By Hannah Bradshaw
Last year during my internship at the Conservation District, I was reading a watershed management plan in order to research a potential grant application. I came across one very interesting sentence. It said that native grasses, like switchgrass, could be used as biofuel material, and that they would produce more biomass per hectare than corn. This sent me on a deep internet research dive into switchgrass. I obsessed over how we could use it somewhere! I researched the idea along with Hannah Boettcher, a fellow student, and we brought our thoughts to state legislators on several occasions.
Native to Michigan, Switchgrass is a wonder plant. It requires little water, no fertilization, and can thrive in almost any type of soil. In needs only to be planted once every ten to eight years. In addition, it can be easily used as a biomass in several capacities. Biofuel using switchgrass is possible. It first came to the public eye during President George W. Bush’s 2006 State of the Union address, in which he mentioned switchgrass in an unplanned tangent on reducing foreign oil dependence. Switchgrass enjoyed a short time in the spotlight because of this but processing facilities for this type of ethanol are sparse. As such, switchgrass production on a large scale has not taken off, though perhaps it could and should.
Switchgrass is a promising filter strip crop, a strip of land on the border of a farm field or between two sections of field that prevents some runoff and offers wildlife habitat. As it is native to Michigan, switchgrass filter strips would likely provide quality habitat for native wildlife and insects. Switchgrass could perhaps even be a winter cover crop, a crop planted in winter to prevent soil erosion and runoff. Cover crops have also been known to increase crop yields the season following their use.

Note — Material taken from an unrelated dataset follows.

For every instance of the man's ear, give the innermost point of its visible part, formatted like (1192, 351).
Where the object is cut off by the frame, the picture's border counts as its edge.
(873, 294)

Though sometimes difficult to incentivize, Michigan’s coal plants provide a unique way to create a market for switchgrass, and by doing so, encourage the use of it in various conservation practices. Michigan’s coal plants are all scheduled to be closed by 2040, to be replaced by mostly natural gas plants. That still leaves over two decades of carbon emissions, of which coal processing makes 35.8% of total carbon emissions in the State of Michigan. A reduction of almost 30% of greenhouse gas emissions can be achieved by retrofitting Michigan’s remaining coal plants to adapt them to co-fire switchgrass with coal. At a ratio of 20% switchgrass biomass to 80% coal, it would only cost said coal plants $50,000-$400,000 to adapt to process switchgrass biomass, with an average cost of $200,000 for the average coal plant.
Not only does Switchgrass offer opportunities for reducing greenhouse gas emissions with coal, it also provides some ways to reduce the economic disparities between Michigan’s Upper and Lower Peninsulas. The Upper Peninsula is not only home to most of Michigan’s coal plants, and therefore bears the brunt of the pollution from them, but it also one of the most economically disadvantaged areas of the country. Renewables have not taken hold in the area because of prohibitive costs and reliability issues. This means that the area lags behind the rest of the state in terms of renewable energy and that energy costs will eventually skyrocket as the amount of coal and oil is finite.
Switchgrass can also be grown in the Upper Pennisula, where crop options are differ greatly from downstate. With most coal plants located in Northern Michigan, the area’s farmers could also grow most of the switchgrass needed by coal plants for cofiring, thus furthering the economic benefits of switchgrass for the area all while reducing soil erosion, irrigation needs, and fertilizer runoff.
Co-firing switchgrass with coal is both cost-effective and reliable, and would provide a more environmentally friendly source of energy for the UP without raising prices to consumers. Growing switchgrass is by no means a comprehensive solution to the area’s energy crisis, but it offers a meaningful transition to renewable energy, one that is certainly needed.